Во время нашей беседы с Гийомом, старшим из мальчиков, он очень живо описал то утро. По словам Гийома, Гвидо побаивался идти в форт, потому что среди детей в деревне считалось, что там обитают «бесы». Истинный смысл этого замечания всегда ускользал от меня, поскольку взрослые жители деревни, казалось, дружески расположены к женщинам. Возможно, понятие «бесы» коренится в еретических верованиях семьи де Разье. Либо определенные проявления бесовской силы и впрямь имели там место. Так или иначе, по пути Гийому пришлось успокаивать друга, говоря, что никаких бесов в форте не осталось, потому что инквизитор Лазе их, конечно же прогнал.

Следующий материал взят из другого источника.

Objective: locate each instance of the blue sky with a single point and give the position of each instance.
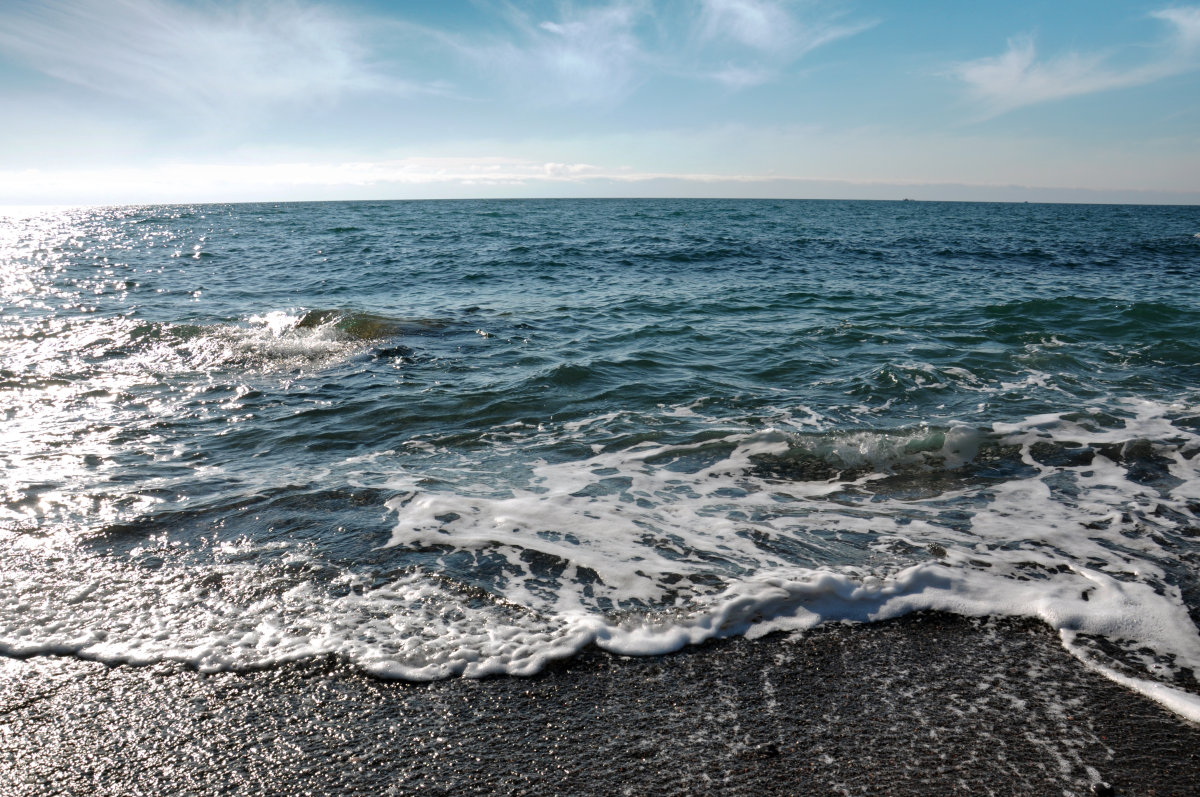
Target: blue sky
(118, 101)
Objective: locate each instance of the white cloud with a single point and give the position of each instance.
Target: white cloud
(1017, 78)
(759, 39)
(589, 55)
(209, 58)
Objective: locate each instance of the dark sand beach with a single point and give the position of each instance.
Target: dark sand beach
(925, 705)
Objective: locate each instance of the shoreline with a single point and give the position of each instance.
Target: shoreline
(924, 703)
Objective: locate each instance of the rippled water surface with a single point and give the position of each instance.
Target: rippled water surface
(467, 437)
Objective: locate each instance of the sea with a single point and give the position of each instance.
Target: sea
(433, 439)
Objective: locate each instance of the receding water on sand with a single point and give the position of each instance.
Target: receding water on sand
(431, 439)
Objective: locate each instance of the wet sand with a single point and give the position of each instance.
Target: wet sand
(925, 705)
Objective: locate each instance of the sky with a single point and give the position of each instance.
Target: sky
(147, 101)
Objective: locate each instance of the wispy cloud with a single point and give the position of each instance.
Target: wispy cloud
(759, 39)
(599, 54)
(1017, 78)
(203, 58)
(586, 55)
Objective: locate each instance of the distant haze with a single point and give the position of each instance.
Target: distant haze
(186, 101)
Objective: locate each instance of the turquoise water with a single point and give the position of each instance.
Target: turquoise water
(467, 437)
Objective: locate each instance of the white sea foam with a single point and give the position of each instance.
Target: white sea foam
(647, 549)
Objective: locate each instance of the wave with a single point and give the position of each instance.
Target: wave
(1084, 520)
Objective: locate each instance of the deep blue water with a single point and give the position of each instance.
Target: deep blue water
(437, 437)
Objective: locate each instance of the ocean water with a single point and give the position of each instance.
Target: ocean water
(437, 438)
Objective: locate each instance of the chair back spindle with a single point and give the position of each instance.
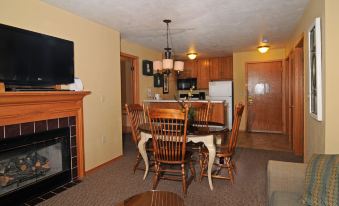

Они говорили об инквизиторе и о том, скольких бесов он заточил в тюрьму Лазе, когда в нос им ударил дурной запах. (Если вы помните, то был сентябрь месяц, и дни стояли очень теплые) Чем дальше они шли, тем сильнее становилось зловоние. Гийом немедленно предположил, что где-то неподалеку лежит павшая овца, жертва болезни, либо собак, либо еще какой напасти, которым овцы, насколько я понимаю, особо подвержены. Он начал развивать свое предположение, но Гвидо возразил ему, что ни одна овца не числилась в пропавших.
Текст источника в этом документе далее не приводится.